We take actions to make our recruitment processes fair and accessible and:
- offer a Guaranteed Interview Scheme whereby disabled applicants who meet the role’s minimum requirements are guaranteed an interview
- offer all new roles as flexible working/part-time/job share by default and display the ‘Happy to Talk Flexible Working’ logo on our recruitment materials and website
- accept job applications in alternative formats
- offer ‘pre-interview accessibility chats’ to everyone attending an interview
- analyse our adverts for gendered language
- recruit online and offer to undertake pre-employment checks remotely to increase inclusion
- offer support through our occupational health provider to both new starters and our current people, along with an Employee Assistance Programme (EAP) website and phoneline
- promote the ability to join the Welsh Government’s staff support networks for disabled people and other minoritised groups during induction and on our intranet
- offer display screen equipment (DSE) assessments to all of our people and make it easy to access specialist equipment or reasonable adjustments
- provide opportunities for coaching, mentoring, reverse mentoring
Other actions we took in the period up to March 2022 included:
- signing up for the Zero Racism Wales pledge
- the introduction of ‘candidate information sessions’ to provide greater accessibility to our jobs and support for candidates
- changing what we call our ‘pre-interview chat’ to a ‘pre-interview accessibility chat’ to help remove barriers and make it easier for prospective candidates to discuss their accessibility needs and reasonable adjustments
- promoting the Civil Service Workplace Adjustment Passport process to reduce the burden on people who need adjustments to do their role, making it easier and quicker to implement reasonable adjustments
- offering training on recruitment practises to line managers.

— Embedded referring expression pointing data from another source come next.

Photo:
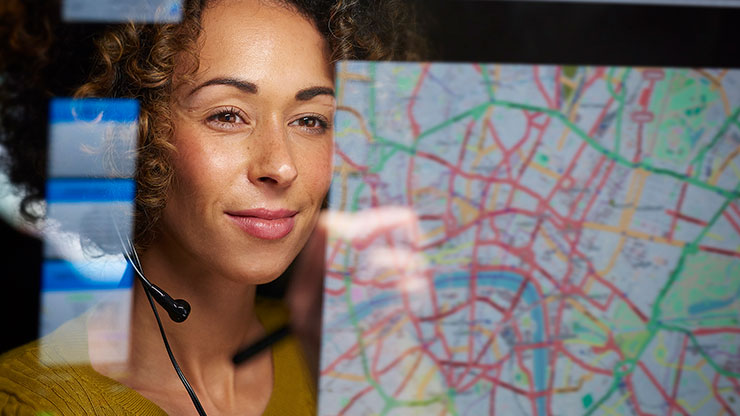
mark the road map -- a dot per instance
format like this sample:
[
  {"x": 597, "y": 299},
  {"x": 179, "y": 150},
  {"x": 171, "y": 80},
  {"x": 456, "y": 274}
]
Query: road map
[{"x": 533, "y": 240}]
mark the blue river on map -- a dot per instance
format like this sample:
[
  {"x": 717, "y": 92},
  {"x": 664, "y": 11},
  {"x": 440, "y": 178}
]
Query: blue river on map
[
  {"x": 511, "y": 282},
  {"x": 459, "y": 280}
]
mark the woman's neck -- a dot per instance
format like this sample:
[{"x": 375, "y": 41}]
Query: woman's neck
[{"x": 222, "y": 321}]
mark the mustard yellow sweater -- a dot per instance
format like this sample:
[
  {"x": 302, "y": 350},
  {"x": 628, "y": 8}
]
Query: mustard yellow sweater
[{"x": 30, "y": 387}]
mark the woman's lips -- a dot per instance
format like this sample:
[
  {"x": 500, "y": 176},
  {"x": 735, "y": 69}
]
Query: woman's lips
[{"x": 264, "y": 223}]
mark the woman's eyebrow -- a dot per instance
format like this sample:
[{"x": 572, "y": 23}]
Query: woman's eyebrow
[
  {"x": 246, "y": 86},
  {"x": 308, "y": 93}
]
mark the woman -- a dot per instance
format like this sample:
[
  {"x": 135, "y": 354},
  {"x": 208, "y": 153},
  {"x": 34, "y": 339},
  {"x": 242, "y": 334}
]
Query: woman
[{"x": 235, "y": 161}]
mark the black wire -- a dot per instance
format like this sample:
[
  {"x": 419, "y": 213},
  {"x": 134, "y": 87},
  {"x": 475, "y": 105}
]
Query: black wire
[
  {"x": 261, "y": 344},
  {"x": 185, "y": 383}
]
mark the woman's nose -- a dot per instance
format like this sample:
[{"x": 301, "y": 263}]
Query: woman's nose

- continuing to review and make improvements to the accessibility of our recruitment web pages, job alerts, documentation and processes, making it easier to apply for jobs with us
Objective 6: remove barriers to joining and thriving in the workforce by encouraging flexible working
Flexible working is considered part of our culture and is valued by our people, with most teams working flexibly. We use the Happy to Talk Flexible Working logo on our job adverts and website. We advertise all our jobs unless there’s a specific business reason not to, as available for part-time, flexible working, or as a job-share.
During 2021 to 2022, our people worked from home most of the time. As a cloud-based organisation, we’ve continued using new technology to improve how we work. Ensuring the wellbeing of our people has been a top priority for our Tîm Arwain (Executive Team).
Some of the actions we took in the period up to March 2022 included:
- guiding line managers on supporting their teams that needed more flexible working arrangements, for example, due to caring responsibilities or home-schooling
- continuing to review DSE assessments and implementing reasonable adjustments, for example, by ordering extra equipment such as laptop risers, or lumber support
- continuing to provide more specialist online assessments where needed
- launching regular wellbeing activities through our Wellbeing Group to promote opportunities for meaningful interactions at work and support our 5 areas of wellbeing
- seeking feedback from new starters to ensure the induction and onboarding experience was the best it could be
- seeking input from our people through pulse surveys to understand better the challenges of working from home and the needs of our people
Objective 7: identify and remove bias and unfairness from our pay system
We’re proud to have been an accredited employer with the Living Wage Foundation since 2020. All our roles are subject to job evaluation to remove bias or unfairness in relation to pay.
We monitor and regularly review our gender pay gap and look for signs of other pay gaps. Though our small size as an employer prevents us from meaningfully calculating an ethnicity or disability pay gap, for example.